Echo Kanak

Airflow XComs 101

Mar 31, 2025


When building pipelines in Apache Airflow, tasks often need to share data with each other.
That’s where
XComs (cross-communication)

What are XComs?

XComs enable tasks in your Airflow DAGs to exchange small amounts of data. :

  1. Push: A task stores data in XCom using a unique identifier
  1. Pull: Another task retrieves that data using the same identifier
  1. Storage: XCom data is stored in Airflow's metadata database by default
  1. Identification: Each XCom is uniquely identified by multiple fields: key, run ID, task ID, and DAG ID

Every task instance in Airflow gets its own context dictionary that contains metadata about the current execution.

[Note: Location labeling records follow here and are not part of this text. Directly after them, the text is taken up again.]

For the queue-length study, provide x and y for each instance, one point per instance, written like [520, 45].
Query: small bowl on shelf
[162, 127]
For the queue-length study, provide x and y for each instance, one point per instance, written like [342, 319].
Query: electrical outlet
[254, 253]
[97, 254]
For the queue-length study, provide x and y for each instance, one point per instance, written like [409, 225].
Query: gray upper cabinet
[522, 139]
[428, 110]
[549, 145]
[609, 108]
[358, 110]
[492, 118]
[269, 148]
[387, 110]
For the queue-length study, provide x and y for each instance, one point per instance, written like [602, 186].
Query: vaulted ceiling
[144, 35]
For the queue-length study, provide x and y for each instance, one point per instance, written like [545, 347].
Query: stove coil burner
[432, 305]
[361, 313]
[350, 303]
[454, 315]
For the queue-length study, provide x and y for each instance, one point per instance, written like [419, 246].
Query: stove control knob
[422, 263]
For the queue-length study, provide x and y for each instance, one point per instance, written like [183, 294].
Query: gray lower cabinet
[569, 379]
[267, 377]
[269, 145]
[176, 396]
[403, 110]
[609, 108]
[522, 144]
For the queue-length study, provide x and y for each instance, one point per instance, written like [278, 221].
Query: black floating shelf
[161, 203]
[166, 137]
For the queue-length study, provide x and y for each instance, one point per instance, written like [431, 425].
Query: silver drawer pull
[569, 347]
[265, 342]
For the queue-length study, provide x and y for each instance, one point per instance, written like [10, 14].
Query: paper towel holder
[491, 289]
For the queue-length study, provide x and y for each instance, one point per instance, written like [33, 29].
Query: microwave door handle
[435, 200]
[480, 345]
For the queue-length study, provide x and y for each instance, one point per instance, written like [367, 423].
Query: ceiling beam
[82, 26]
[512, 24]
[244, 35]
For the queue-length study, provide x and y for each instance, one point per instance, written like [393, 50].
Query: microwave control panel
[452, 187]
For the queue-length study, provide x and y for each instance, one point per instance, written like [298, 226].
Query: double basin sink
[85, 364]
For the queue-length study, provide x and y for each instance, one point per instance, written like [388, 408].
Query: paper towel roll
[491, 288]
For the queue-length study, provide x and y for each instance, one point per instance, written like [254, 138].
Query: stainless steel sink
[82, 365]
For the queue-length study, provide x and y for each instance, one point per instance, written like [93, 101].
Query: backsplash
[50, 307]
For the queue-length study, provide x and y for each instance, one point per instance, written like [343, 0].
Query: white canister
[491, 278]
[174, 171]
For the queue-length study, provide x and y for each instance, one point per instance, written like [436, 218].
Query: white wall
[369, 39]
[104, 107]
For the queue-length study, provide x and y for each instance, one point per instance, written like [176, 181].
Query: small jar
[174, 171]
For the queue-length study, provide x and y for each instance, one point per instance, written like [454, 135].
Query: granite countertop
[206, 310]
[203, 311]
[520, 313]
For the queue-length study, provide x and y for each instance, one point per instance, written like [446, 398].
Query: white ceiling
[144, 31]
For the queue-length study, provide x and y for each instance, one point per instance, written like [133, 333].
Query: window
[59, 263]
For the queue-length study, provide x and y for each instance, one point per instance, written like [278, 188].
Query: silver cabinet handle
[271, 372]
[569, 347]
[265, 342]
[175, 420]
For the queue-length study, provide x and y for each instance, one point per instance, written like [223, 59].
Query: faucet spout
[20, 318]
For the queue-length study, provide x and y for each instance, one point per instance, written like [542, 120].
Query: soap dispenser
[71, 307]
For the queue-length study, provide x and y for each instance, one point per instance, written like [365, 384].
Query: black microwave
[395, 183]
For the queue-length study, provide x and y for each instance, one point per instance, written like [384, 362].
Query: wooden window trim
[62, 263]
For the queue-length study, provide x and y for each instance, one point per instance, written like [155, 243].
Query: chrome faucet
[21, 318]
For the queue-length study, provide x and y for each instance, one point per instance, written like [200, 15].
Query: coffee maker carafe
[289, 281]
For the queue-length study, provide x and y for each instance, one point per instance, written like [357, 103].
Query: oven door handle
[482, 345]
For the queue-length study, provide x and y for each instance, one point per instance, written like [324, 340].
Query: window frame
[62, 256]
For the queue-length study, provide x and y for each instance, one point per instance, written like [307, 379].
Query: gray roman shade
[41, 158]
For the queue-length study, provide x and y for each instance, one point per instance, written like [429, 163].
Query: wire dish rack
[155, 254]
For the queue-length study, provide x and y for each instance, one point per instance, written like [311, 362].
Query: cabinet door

  • context["ti"] → refers to the TaskInstance object of the currently running task

XCom Implementation Patterns

Method 1: Explicit Context Usage

The most verbose way using the full context dictionary:

from airflow.sdk import dag, task, Context

@dag
def xcom_dag():
    @task
    def task_a(**context: Context):
        val = 27
        context["ti"].xcom_push(key="my_key", value=val)

    @task
    def task_b(**context: Context):
        val = context["ti"].xcom_pull(task_ids="task_a", key="my_key")
        print(f"Received value: {val}")

    task_a() >> task_b()

xcom_dag()
python

Method 2: Direct TaskInstance Access

Accessing the TaskInstance directly:

from airflow.sdk import dag, task

@dag
def xcom_dag():
    @task
    def task_a(ti):
        val = 27
        ti.xcom_push(key="my_key", value=val)

    @task
    def task_b(ti):
        val = ti.xcom_pull(task_ids="task_a", key="my_key")
        print(f"Received value: {val}")

    task_a() >> task_b()

xcom_dag()
python

Pythonic approach uses return values and function parameters:

from airflow.sdk import dag, task

@dag
def xcom_dag():
    @task
    def task_a():
        val = 27
        return val  # Automatically pushed to XCom

    @task
    def task_b(val):  # Automatically pulled from XCom
        print(f"Received value: {val}")

    val = task_a()
    task_b(val)

xcom_dag()
python
  • Less boilerplate code
  • More readable and intuitive
  • Follows Python conventions
  • Automatic XCom handling behind the scenes

Advanced XCom Patterns

Pulling from Multiple Tasks

When we need data from several upstream tasks, to ensure proper dependencies and we use task ID lists:

@dag
def xcom_dag():
    @task
    def task_a(ti):
        val = 27
        ti.xcom_push(key="my_key", value=val)

    @task
    def task_c(ti):
        val = 28
        ti.xcom_push(key="my_key", value=val)

    @task
    def task_b(ti):
        # Pull from multiple tasks
        vals = ti.xcom_pull(task_ids=["task_a", "task_c"], key="my_key")
        print(f"Received values: {vals}")  # Returns a list

    task_a() >> task_c() >> task_b()

xcom_dag()
python

Pushing Multiple Values

Use dictionaries to organize and share multiple related values:

@dag
def xcom_dag():
    @task
    def task_a(ti):
        vals = {
            "val1": 27,
            "val2": 8,
            "val3": 1997,
            "status": "success"
        }
        ti.xcom_push(key="my_key", value=vals)

    @task
    def task_b(ti):
        vals = ti.xcom_pull(task_ids="task_a", key="my_key")
        print(f"val1: {vals['val1']}")
        print(f"val2: {vals['val2']}")
        print(f"Status: {vals['status']}")

    task_a() >> task_b()

xcom_dag()
python

XCom Limitations and Best Practices

  1. Keep XComs small - they're for metadata, not bulk data

    use for : file paths, URLs, run IDs, execution metadata, row counts, processing stats, small config dicts, status flags, control signals, DB connection strings.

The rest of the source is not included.